We’re too busy, usually, to think about these things. Too busy chasing the red dots of life to consider implications that we think don’t impact us directly. My block of time set, I was engaged, finding things I wanted to reference, connecting the pieces, building a relatively short post…

RING! RING! RING!
The phone, sitting on the charger, glowed and made noises, demanding attention.
Who would be calling me at this hour? They are not in my contacts. They are alien to me. Should I answer it? Should I not? With a sigh, I answered.

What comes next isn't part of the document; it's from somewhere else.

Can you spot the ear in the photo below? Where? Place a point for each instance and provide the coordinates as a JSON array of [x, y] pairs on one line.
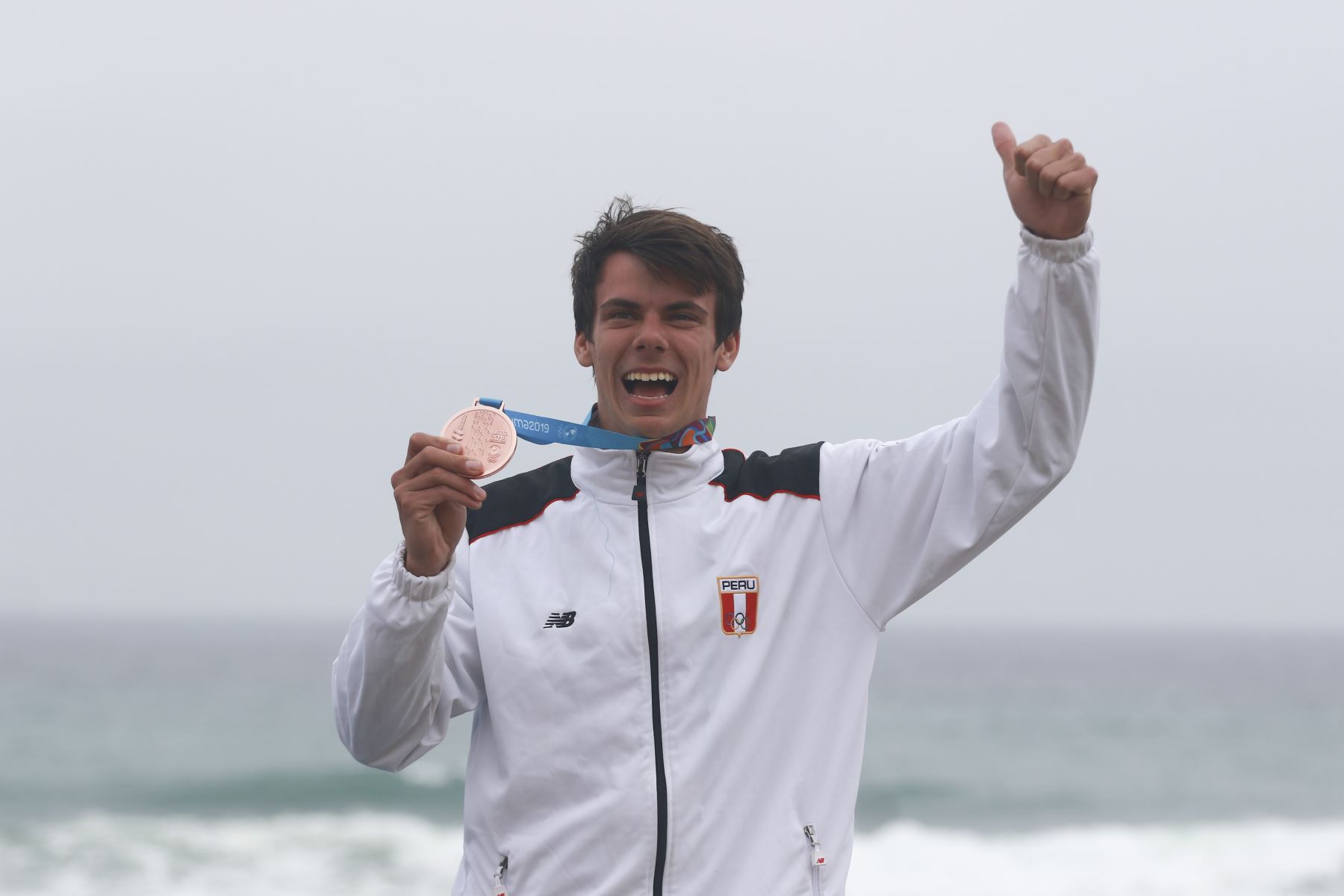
[[582, 349], [727, 351]]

A deeply happy and glowing young female voice, too enthusiastic for my mind in the moment, was reminding me of the appointment I had made yesterday that I had today about getting my eyes tested. I knew it yesterday that it would happen but had forgotten that this call was coming. This young woman, who I have met in person, is always way too happy when she interrupts my world. She glows through the phone, and while iridescent in person, over the phone she comes through like a bright neon pink supernova.
It’s not her fault. She’s doing her job. I know that. I can’t exactly tell her that she should be less cheerful, I knew that she would have to call because it’s what the store does – it’s not even a medical practice related to eyeballs anymore, it’s commerce. She just goes right into her lines, well rehearsed over the years I have been having my eyeballs stared at by well intentioned people. She’s a nice person. Bubbly.
But on the phone, interrupting the quiet entanglement of my writing solitude, the ring of the phone, the sheer joy of interrupting me… oh, the poor young woman just doing her job well.
I do not betray these thoughts as I respond to her interruption, getting it over as quickly as possible.
I hang up, staring at the phone a moment as I consider all of this, why I would be upset about her being so happy. Yet maybe she isn’t. Maybe she’s really good at hiding the misery of life, resiliently doing her job in the face of adversity. Maybe she’s secretly angry at the world, shaking her fist through a glowingly happy voice. Maybe this was just her doing her job.
This, I found, made me feel better. There’s just no way people can be so happy in this world I know, it would take a level of consciously strategic ignorance to really make that work and that, I think, is part of our problem as a society.
That, and the fact that people would need to be reminded of an appointment that they made yesterday for today. That speaks volumes to me.